Life presents us with the face we show it and mirrors back to us inner states normally occluded from veiw.

I once comforted a woman whose husband had just had a heart attack and was at death’s door in hospital… but I withdrew my hand from her shoulder as if bitten by a snake when she wailed, ‘who will help me now?” Her thoughts were not of him, nor her tears about him, but about the burden of her middle-class chores.

Through her tears she then told me a dream that wild dogs had gotten into her lovely white Mercedes convertible and torn all the upholstery to pieces. Her inner life had been ripped out by her paltry material concerns and the utter failure to transcend her own petty troubles.

”We thought it was the outer event that had happened to us, but now see that it is we who have happened to ourselves.’ F. Wickes.

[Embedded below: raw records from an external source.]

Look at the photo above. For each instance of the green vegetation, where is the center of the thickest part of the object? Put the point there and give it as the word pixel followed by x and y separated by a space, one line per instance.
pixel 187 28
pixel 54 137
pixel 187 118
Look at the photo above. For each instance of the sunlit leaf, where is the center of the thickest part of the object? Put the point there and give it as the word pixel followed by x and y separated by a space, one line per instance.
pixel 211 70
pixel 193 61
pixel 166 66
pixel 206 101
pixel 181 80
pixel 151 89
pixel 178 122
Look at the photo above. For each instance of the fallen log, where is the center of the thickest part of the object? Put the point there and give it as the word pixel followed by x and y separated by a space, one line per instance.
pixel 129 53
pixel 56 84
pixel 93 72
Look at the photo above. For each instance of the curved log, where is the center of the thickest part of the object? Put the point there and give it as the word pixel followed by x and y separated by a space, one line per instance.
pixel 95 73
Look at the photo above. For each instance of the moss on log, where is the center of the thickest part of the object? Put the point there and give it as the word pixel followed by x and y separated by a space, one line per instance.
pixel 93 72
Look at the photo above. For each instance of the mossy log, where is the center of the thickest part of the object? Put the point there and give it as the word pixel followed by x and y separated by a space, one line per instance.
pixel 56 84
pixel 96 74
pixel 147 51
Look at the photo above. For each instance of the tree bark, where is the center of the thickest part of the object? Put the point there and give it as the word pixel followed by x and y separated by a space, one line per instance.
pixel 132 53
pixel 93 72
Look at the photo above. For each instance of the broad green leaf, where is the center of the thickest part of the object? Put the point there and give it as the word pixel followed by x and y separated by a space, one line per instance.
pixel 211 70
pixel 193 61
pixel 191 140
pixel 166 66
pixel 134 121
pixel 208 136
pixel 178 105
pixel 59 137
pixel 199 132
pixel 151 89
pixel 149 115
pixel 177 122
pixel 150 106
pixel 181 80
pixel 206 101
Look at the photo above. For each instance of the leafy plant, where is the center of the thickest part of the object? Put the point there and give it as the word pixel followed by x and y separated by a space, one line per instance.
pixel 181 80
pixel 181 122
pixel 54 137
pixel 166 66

Its curious how much sympathy the heroine evokes, how villainous BB seems to be, polarised utterly with the Soldiers of Light, the brothers who finally do him in. Yahweh fairs much better in the popularity stakes when he puts Eve to the same test. Her curiosity gets her eternal damnation wheras Mrs BB just inherits everything and comes up smelling of roses.

There is no transformation. The dead wives are as much a part of her world as BB himself and killing him off still leaves her with the problem of life denied and the damage done to her personal destiny by the spell which compells her to identify with toxic values rather than her own gut feeling…

which says that people come before stuff.